Dear Hawk,
I am currently in an Orthodox parish, so I am referencing "communion" in a , perhaps, very different construct from yours. If it is primarily about a more reverent Liturgical construct, I understand that. Perhaps a need that is felt for a more reverent Liturgy is symptomatic of a deeper difficulty, i.e., what is at the root of the "lack of reverence" in that which they are leaving. I say this as one trying to understand (well beyond a kind of 'liturgical preference') the underpinnings of the contemporary Byzantine Catholic reality as flowing from its historical Eastern/Western patrimony and painful losses of communion (among the various hierarchies) over the centuries. (I have no beef with the 'sheep'... pardon the butchered metaphor). I am needing to understand, in a very thorough, supplicatory way if becoming a Byzantine Catholic would be God-pleasing as the path of salvation for myself and my family. I have been shallow and presumptuous in my attempts at this understanding in the past. I hope this is not the case now. What is helping to propel me into this path again, is what I understand at present about the life of + Catherine Doherty (herself a saintly 'bridge' between East/West by a pure providence), and the model of community/discipleship found in Madonna House.
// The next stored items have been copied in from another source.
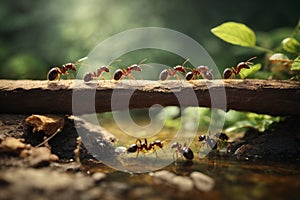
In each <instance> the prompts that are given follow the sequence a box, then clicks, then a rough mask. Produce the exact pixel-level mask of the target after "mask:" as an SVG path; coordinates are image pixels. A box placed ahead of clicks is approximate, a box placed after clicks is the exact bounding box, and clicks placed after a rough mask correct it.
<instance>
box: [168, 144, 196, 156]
mask: <svg viewBox="0 0 300 200" xmlns="http://www.w3.org/2000/svg"><path fill="white" fill-rule="evenodd" d="M171 148H172V149H175V153H174V154H176V159H174V160H177V159H178V153H179V154H180V155H181V156H183V157H185V158H186V159H187V160H193V158H194V153H193V151H192V150H191V149H190V148H189V147H188V146H187V145H186V144H184V145H182V144H180V143H178V142H174V143H172V144H171ZM173 158H174V155H173Z"/></svg>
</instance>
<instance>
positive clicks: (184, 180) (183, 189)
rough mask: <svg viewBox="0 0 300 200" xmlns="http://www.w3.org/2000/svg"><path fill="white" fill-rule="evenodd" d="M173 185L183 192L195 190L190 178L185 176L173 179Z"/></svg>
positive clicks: (180, 176)
mask: <svg viewBox="0 0 300 200" xmlns="http://www.w3.org/2000/svg"><path fill="white" fill-rule="evenodd" d="M172 183H173V185H176V186H177V187H178V189H179V190H181V191H190V190H192V189H193V188H194V184H193V181H192V180H191V179H190V178H189V177H185V176H175V177H174V178H173V179H172Z"/></svg>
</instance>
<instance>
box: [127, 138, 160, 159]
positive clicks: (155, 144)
mask: <svg viewBox="0 0 300 200" xmlns="http://www.w3.org/2000/svg"><path fill="white" fill-rule="evenodd" d="M155 146H156V147H159V148H161V149H163V146H164V144H163V142H162V141H160V140H155V141H153V142H151V143H148V141H147V139H146V138H145V139H144V142H142V140H141V139H137V140H136V142H135V144H132V145H130V146H129V147H128V148H127V152H128V153H134V152H137V155H136V157H138V155H139V153H140V152H143V153H144V154H145V153H147V152H149V151H152V152H153V153H154V152H155V155H156V158H157V157H158V156H157V152H156V149H155Z"/></svg>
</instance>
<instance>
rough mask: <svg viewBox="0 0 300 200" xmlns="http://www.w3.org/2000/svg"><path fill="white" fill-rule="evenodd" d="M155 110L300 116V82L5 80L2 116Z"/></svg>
mask: <svg viewBox="0 0 300 200" xmlns="http://www.w3.org/2000/svg"><path fill="white" fill-rule="evenodd" d="M127 100H128V102H126V101H127ZM195 100H196V101H195ZM155 104H159V105H161V106H182V107H186V106H201V107H212V108H219V109H225V110H229V109H233V110H237V111H249V112H255V113H262V114H270V115H300V82H298V81H288V80H287V81H282V80H253V79H246V80H213V81H205V80H196V81H193V82H186V81H183V80H182V81H178V80H169V81H143V80H124V81H120V82H116V81H110V80H106V81H103V80H101V81H92V82H89V83H84V82H83V81H82V80H72V81H71V80H61V81H52V82H49V81H32V80H0V113H8V114H46V113H47V114H86V113H94V112H108V111H112V110H125V109H128V108H129V109H138V108H149V107H151V106H153V105H155Z"/></svg>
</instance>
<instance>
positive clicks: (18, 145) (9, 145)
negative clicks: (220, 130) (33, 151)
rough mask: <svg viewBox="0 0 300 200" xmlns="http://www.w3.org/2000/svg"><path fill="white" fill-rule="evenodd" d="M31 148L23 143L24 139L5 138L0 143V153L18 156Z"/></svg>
mask: <svg viewBox="0 0 300 200" xmlns="http://www.w3.org/2000/svg"><path fill="white" fill-rule="evenodd" d="M30 147H31V146H30V145H29V144H25V143H24V139H17V138H14V137H6V138H4V139H3V140H2V141H1V143H0V151H1V152H7V153H13V154H16V155H19V154H20V153H21V151H23V150H24V149H29V148H30Z"/></svg>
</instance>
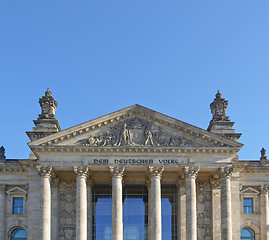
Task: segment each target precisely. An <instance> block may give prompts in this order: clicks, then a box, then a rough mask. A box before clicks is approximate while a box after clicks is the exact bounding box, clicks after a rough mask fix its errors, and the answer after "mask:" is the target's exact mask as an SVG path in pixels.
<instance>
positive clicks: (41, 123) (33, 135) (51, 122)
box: [26, 89, 61, 141]
mask: <svg viewBox="0 0 269 240" xmlns="http://www.w3.org/2000/svg"><path fill="white" fill-rule="evenodd" d="M39 104H40V107H41V114H39V115H38V118H37V120H33V122H34V124H35V127H34V128H33V130H32V131H29V132H26V133H27V135H28V137H29V138H30V140H31V141H34V140H37V139H40V138H43V137H46V136H49V135H51V134H53V133H57V132H59V131H61V128H60V125H59V122H58V120H57V119H56V117H55V112H56V108H57V105H58V103H57V101H56V100H55V99H54V98H53V97H52V94H51V91H50V90H49V89H47V91H46V92H45V96H42V98H39Z"/></svg>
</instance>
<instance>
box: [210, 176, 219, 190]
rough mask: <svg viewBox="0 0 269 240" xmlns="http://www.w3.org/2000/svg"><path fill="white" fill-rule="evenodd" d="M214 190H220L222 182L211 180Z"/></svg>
mask: <svg viewBox="0 0 269 240" xmlns="http://www.w3.org/2000/svg"><path fill="white" fill-rule="evenodd" d="M210 184H211V187H212V189H220V180H219V179H217V178H210Z"/></svg>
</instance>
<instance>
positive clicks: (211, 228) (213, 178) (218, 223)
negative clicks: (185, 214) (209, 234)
mask: <svg viewBox="0 0 269 240" xmlns="http://www.w3.org/2000/svg"><path fill="white" fill-rule="evenodd" d="M210 183H211V188H212V195H211V196H212V208H211V209H212V218H211V227H212V228H211V229H212V231H211V237H212V239H214V240H221V210H220V181H219V179H216V178H211V179H210Z"/></svg>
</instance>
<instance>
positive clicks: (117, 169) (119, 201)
mask: <svg viewBox="0 0 269 240" xmlns="http://www.w3.org/2000/svg"><path fill="white" fill-rule="evenodd" d="M124 169H125V167H122V166H120V167H112V166H110V167H109V170H110V173H111V177H112V240H123V216H122V178H123V173H124Z"/></svg>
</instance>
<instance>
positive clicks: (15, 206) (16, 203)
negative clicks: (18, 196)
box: [12, 197, 23, 214]
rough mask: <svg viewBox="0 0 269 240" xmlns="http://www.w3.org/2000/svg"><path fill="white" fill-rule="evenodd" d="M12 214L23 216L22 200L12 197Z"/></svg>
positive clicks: (18, 197)
mask: <svg viewBox="0 0 269 240" xmlns="http://www.w3.org/2000/svg"><path fill="white" fill-rule="evenodd" d="M12 213H13V214H23V198H22V197H14V198H13V209H12Z"/></svg>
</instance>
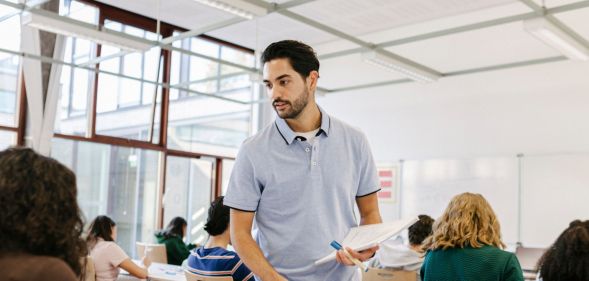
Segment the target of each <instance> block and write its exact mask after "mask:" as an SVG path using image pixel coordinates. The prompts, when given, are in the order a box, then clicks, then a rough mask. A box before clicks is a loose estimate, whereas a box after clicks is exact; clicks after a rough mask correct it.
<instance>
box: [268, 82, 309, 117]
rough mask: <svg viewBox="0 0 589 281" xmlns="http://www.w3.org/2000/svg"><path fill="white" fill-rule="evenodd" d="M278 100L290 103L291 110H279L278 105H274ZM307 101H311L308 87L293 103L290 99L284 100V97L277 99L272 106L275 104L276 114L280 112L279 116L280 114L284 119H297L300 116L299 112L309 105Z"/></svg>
mask: <svg viewBox="0 0 589 281" xmlns="http://www.w3.org/2000/svg"><path fill="white" fill-rule="evenodd" d="M276 102H283V103H286V104H288V105H290V106H289V107H288V108H289V110H285V111H282V112H280V111H278V109H276V106H275V105H274V103H276ZM307 103H309V91H308V90H307V89H305V90H303V94H302V95H301V96H300V97H299V98H298V99H296V100H295V101H294V102H293V103H291V102H290V101H287V100H283V99H276V100H274V101H273V102H272V106H274V110H275V111H276V114H278V116H280V118H282V119H295V118H297V117H298V116H299V114H301V112H302V111H303V109H305V107H306V106H307Z"/></svg>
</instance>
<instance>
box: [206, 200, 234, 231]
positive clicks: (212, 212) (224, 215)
mask: <svg viewBox="0 0 589 281" xmlns="http://www.w3.org/2000/svg"><path fill="white" fill-rule="evenodd" d="M223 198H224V197H223V196H219V197H217V199H215V201H213V202H211V207H209V217H208V218H207V223H206V224H205V231H206V232H207V233H208V234H209V235H211V236H217V235H219V234H223V232H225V230H226V229H227V227H228V226H229V207H227V206H225V205H223Z"/></svg>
Does anyone know of particular threads on this forum that can address this desire to understand more "educationally"? My journey through protestantism, Roman Catholicism and Orthodoxy covers 64 years at this juncture. I have no axe to grind. What good is an axe when all around is just sawdust?
Sincerely,
Ivanov
Are you saying that you want to become Eastern Catholic because you liked the model of service of one person? Fr. Brooks of St. John Chrysostom's Albanian Orthodox Church in Philadelphia helped run a Catholic Worker house in his native Texas and he continues a mission of service in Philadelphia to this day.